Technologies: Drupal 5+, PHP (optional), MySQL (optional), Apache (optional)
An initial installation of the Drupal content management system can be slow. You can speed up your web site substantially by making a few essential adjustments to your site's web server, database, PHP, and Drupal configurations. This article introduces a series of articles on the steps to take and why.
Configure the web server
Drupal is a popular content management system written using PHP and typically installed using a MySQL database and an Apache web server. If you have administrator authority over the computer running Apache, PHP, and MySQL, making a few adjustments can halve page load times and substantially speed up your web site. If the computer serves multiple web sites, all of them will benefit.
The default configurations for Apache, PHP, and MySQL have important performance features turned off. The following articles in this series provide step-by-step instructions and explanations to turn these features on:
- Speed up a Drupal web site by enabling PHP accelerator script caching. The Drupal content management system is a program written in the PHP script language. A PHP engine converts Drupal into an executable program every time a web page is needed. This takes time, slowing down the site. Install and enable a PHP script cache to save and re-use converted scripts, speeding up the site.
- Speed up a Drupal web site by enabling MySQL query caching. Drupal often uses a MySQL database to store site content, such as blog entries, forum posts, comments, user information, and so forth. Every database query takes time. Enable MySQL's query cache to save and re-use the results of common queries, speeding up the site.
Drupal has several built-in performance features that can further reduce page load times and speed up your site. The default configuration for Drupal has these features turned off. The following series articles show how to turn them on:
- Speed up a Drupal web site by enabling Drupal page caching. Drupal builds and rebuilds web pages for every site visitor. This takes time. Speed up a site by enabling Drupal's page cache to save and re-use pre-built web pages.
- Speed up a Drupal web site by enabling CSS file aggregation. A Drupal theme and many of it's modules have CSS files to style content. The more files there are, the longer it takes to send them to a site visitor. Speed up a site by enabling Drupal's CSS file aggregation to combine these files together into one large file, and to remove extra white-space and comments.
- Speed up a Drupal web site by enabling block caching. Each block you add to a site design adds functionality, but it also adds time to query the block's data from a database or the Internet and format it for the page. Some blocks take longer than others, slowing down your web site. Speed up some types of slow blocks by replacing them with cached versions that are quicker to assemble into your site's pages.

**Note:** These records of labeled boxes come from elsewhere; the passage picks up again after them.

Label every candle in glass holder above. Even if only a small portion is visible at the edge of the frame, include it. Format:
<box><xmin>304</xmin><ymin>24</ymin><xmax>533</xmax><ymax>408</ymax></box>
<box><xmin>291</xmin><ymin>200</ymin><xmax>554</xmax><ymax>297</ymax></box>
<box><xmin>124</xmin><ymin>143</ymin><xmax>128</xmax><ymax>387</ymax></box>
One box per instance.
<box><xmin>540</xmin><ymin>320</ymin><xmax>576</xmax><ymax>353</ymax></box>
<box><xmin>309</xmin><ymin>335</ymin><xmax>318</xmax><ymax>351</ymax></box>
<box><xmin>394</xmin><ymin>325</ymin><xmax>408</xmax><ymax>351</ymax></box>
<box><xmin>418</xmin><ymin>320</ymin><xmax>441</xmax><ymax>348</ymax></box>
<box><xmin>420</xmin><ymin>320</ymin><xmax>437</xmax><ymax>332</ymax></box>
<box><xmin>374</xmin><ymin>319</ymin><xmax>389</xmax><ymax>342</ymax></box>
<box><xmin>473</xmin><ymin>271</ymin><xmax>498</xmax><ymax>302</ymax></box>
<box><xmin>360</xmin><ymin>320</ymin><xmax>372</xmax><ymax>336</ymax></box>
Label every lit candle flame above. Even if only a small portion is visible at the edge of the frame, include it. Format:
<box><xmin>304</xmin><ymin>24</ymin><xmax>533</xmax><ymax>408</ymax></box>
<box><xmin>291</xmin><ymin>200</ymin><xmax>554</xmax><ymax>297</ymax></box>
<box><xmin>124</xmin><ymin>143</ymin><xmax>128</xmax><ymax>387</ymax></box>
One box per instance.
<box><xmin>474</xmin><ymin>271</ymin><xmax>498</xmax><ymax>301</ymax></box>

Configure your theme and page layout
Drupal makes it easy to enable lots of features and decorate your site with all sorts of blocks listing recent content, current users, the latest weather report, and lots more. Drupal's theming system lets you download and install hundreds of different themes, or author your own to create a very fancy look and feel. But beware. The more you add to your site, the slower it goes.
The following articles in this series include step-by-step instructions, explanations, and benchmarks showing the costs for blocks and theming choices and what you can do about them:
- Speed up a Drupal web site by avoiding slow blocks in your page layout. Every block you add to your site's page layout increases the time Drupal uses to assemble each page. Many blocks also add style sheets, images, and scripts to your pages. While enabling a block cache can help, you can speed up the site further by simply not using as many blocks.
However, it's easy to get carried away fiddling with everything to extract the maximum performance from a site. Sometimes, the effort is just not worth the savings:
- Don't bother using HTML white-space removal to speed up a web site. HTML web pages often include spaces, tabs, blank lines, and comments hidden within the page. Removing them makes the page smaller without changing the page's appearance. The smaller file is faster to send to a site visitor but the number of bytes saved is tiny and the performance gain negligible.
- Don't bother using CSS optimization to speed up a web site. CSS files often include spaces, blank lines, comments, and redundant selectors and properties. Removing them makes the CSS smaller and faster to send to a site visitor. But the improvement is won't yield a noticeable improvement in page load times.